Em um mundo que não conhecia, Natasha se sentiu à vontade ao lado de integrantes do elenco de Rigoletto - Foto: Marcos Vieira/EM/D.A Press

EMOÇÃO O ponto alto da visita foi o encontro com os solistas da ópera e cantar para eles “Ela é maravilhosa, fantástica. Estou emocionado. O canto não é só voz, é o que tem dentro. Quando temos dentro de nós uma grande pessoa, a voz é um reflexo ainda maior. Você nos deu de presente algo muito bonito”, disse Deivid para a menina. A fundação reconheceu em Natasha um talento que precisa ser lapidado. Ela poderá estudar canto no coral. “É nosso dever fomentar o conhecimento e o gosto artístico. Como é bom encontrar essa menina em Santa Luzia.” No entanto, para frequentar as aulas, terá que mudar de horário e até mesmo de escola. Incentivadora da filha, Renata disse que fará o necessário para que ela possa desenvolver o dom.

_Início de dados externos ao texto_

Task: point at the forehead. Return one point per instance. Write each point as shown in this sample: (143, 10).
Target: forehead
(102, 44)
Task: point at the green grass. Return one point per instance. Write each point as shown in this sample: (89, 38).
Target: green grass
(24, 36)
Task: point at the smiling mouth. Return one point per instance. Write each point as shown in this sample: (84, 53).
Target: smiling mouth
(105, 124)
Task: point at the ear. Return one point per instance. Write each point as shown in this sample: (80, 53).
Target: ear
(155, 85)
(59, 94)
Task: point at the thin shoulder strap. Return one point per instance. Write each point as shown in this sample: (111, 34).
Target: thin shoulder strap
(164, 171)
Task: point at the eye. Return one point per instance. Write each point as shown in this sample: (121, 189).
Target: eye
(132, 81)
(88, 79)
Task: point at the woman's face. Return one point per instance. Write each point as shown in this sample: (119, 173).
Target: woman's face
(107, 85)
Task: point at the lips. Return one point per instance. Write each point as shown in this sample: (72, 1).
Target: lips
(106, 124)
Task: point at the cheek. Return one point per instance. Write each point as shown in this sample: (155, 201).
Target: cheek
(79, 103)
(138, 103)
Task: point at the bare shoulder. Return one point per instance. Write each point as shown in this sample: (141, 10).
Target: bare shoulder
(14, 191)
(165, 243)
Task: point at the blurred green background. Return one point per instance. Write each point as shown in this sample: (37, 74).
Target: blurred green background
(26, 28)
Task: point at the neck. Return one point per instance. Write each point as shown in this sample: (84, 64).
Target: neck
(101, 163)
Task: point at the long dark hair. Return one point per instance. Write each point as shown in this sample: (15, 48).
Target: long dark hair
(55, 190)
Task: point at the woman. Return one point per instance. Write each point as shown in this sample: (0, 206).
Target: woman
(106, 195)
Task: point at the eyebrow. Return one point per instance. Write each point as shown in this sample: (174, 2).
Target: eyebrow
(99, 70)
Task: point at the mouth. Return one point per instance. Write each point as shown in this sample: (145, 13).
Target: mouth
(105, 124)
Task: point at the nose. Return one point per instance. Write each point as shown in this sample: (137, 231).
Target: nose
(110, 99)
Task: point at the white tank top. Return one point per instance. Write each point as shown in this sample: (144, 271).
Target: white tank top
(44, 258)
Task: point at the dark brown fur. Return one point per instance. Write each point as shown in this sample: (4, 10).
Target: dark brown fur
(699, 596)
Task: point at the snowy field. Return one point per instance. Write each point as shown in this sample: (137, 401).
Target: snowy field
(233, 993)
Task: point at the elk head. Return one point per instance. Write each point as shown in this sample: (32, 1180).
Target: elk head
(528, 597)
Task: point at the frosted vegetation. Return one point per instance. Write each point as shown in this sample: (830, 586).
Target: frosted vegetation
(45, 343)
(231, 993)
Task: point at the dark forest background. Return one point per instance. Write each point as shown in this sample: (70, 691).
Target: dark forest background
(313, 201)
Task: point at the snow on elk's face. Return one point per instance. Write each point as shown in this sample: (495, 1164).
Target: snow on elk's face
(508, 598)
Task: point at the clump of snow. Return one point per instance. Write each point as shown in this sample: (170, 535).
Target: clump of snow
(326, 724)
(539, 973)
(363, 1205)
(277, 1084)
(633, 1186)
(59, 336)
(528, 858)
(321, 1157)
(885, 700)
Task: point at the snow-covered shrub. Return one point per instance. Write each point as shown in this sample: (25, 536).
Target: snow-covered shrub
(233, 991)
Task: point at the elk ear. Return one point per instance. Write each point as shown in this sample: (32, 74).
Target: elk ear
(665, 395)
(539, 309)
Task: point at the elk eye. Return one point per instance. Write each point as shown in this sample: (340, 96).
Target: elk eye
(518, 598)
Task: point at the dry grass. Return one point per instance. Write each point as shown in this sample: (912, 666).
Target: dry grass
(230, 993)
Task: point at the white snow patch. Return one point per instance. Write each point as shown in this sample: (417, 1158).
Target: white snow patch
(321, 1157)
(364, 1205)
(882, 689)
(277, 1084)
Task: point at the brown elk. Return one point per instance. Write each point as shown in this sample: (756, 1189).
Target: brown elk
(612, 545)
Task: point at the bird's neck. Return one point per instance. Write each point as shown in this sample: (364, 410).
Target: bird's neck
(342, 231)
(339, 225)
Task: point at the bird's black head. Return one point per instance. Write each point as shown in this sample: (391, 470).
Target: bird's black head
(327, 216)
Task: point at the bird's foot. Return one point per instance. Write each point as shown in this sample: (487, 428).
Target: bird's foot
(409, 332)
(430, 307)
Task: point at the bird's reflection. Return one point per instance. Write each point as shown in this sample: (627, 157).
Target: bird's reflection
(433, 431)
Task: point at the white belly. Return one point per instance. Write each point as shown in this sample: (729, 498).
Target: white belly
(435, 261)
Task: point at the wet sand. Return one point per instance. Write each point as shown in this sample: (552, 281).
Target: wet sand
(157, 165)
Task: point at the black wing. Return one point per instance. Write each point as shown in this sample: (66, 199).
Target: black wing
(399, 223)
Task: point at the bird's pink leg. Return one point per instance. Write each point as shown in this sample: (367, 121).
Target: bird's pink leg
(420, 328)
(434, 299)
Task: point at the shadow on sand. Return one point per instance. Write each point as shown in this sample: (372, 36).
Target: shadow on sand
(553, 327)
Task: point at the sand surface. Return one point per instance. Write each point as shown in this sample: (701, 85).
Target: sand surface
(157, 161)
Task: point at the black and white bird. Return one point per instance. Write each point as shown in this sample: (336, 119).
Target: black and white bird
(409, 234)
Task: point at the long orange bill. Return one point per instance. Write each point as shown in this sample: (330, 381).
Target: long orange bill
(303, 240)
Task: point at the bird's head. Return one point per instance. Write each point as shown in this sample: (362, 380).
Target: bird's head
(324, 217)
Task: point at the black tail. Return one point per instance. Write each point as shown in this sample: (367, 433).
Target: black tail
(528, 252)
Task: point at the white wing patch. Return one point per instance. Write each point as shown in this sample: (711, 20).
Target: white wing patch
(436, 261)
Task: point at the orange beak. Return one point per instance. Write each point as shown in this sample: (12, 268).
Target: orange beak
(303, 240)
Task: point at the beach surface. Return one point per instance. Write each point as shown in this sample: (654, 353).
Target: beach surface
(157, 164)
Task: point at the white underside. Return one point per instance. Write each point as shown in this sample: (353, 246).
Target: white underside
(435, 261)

No final do primeiro ato, a secretária de cultura Eliane Parreiras foi ao encontro de Natasha para conhecê-la. “Quando vi o vídeo, fiquei encantada. É o poder transformador da arte. Sem formação dentro de casa, ela foi buscar o canto lírico”, disse. No intervalo do segundo para o terceiro ato, a menina custava a acreditar no que estava ocorrendo. “Um dia depois da publicação da matéria, eu pensava se tudo era mesmo verdade”, lembra.

Mesmo não habituada a ficar acordada até tão tarde da noite, Natasha não fechou os olhos em nenhum momento. “Às 21h30, todo mundo lá em casa está dormindo. Nunca fico acordada até essa hora.” A ópera teve início às 20h e se estendeu até as 23h. Ela se impressionou com o público, que lotou o teatro para a última récita da montagem de Rigoletto.

No segundo ato, a expectativa era grande para saber o desfecho do enredo que envolve o personagem Rigoletto, a filha Gilda e o duque de Mântua. Também ficou encantada como a história pode ser toda cantada. “Foi muito bom. Vou indicar o Palácio das Artes para outras pessoas”, disse. Ao terminar o espetáculo, a menina cantarolava uma das árias mais famosas de todos os tempos, La donna è mobile.